Let's start with $x \in Y$ a $B$-fixed vector. Then it's a high weight line in $M$, so the linear span $N \leq M$ of $Y$ is an irreducible subrepresentation of $M$.
Do you mind if I assume we're in characteristic $0$, as Brion does? Then we can split $M = N \oplus N'$, and $M^* = N^* \oplus N'^*$.`
(Which is to say, you can reduce to the case $M$ irreducible, if that helps understand the situation.) So it's sufficient (and in the general case, necessary!) to look for your $\eta$ inside $N^*$.

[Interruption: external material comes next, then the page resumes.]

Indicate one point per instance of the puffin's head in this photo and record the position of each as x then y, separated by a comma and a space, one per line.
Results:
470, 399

Your first question is then why the $\eta \in (N^*)^B$, unique up to scale, has $\eta(m) \neq 0$. If it were zero,
$$ 0 = \eta(m) = (b\cdot \eta)(m) = \eta(b^{-1}\cdot m) \qquad \forall b\in B $$
from which we learn that $\eta$ annihilates a spanning set of $N$, so all of $N$. But $\eta \in N^*$, ` so it's zero, contradiction.
I'm not used to describing parabolic subgroups as "opposed" but I assume it means that $G_{[\eta]} G_y$ is dense in $G$. By definition of $\eta$, $G_{[\eta]} \geq B$, so it's enough to show $B G_y$ is dense in $G$, or that $B G_y / G_y$ is dense in $G/G_y$. This was exactly the condition used to pick $y$, that $B y$ was dense in $Y \cong G/G_y$.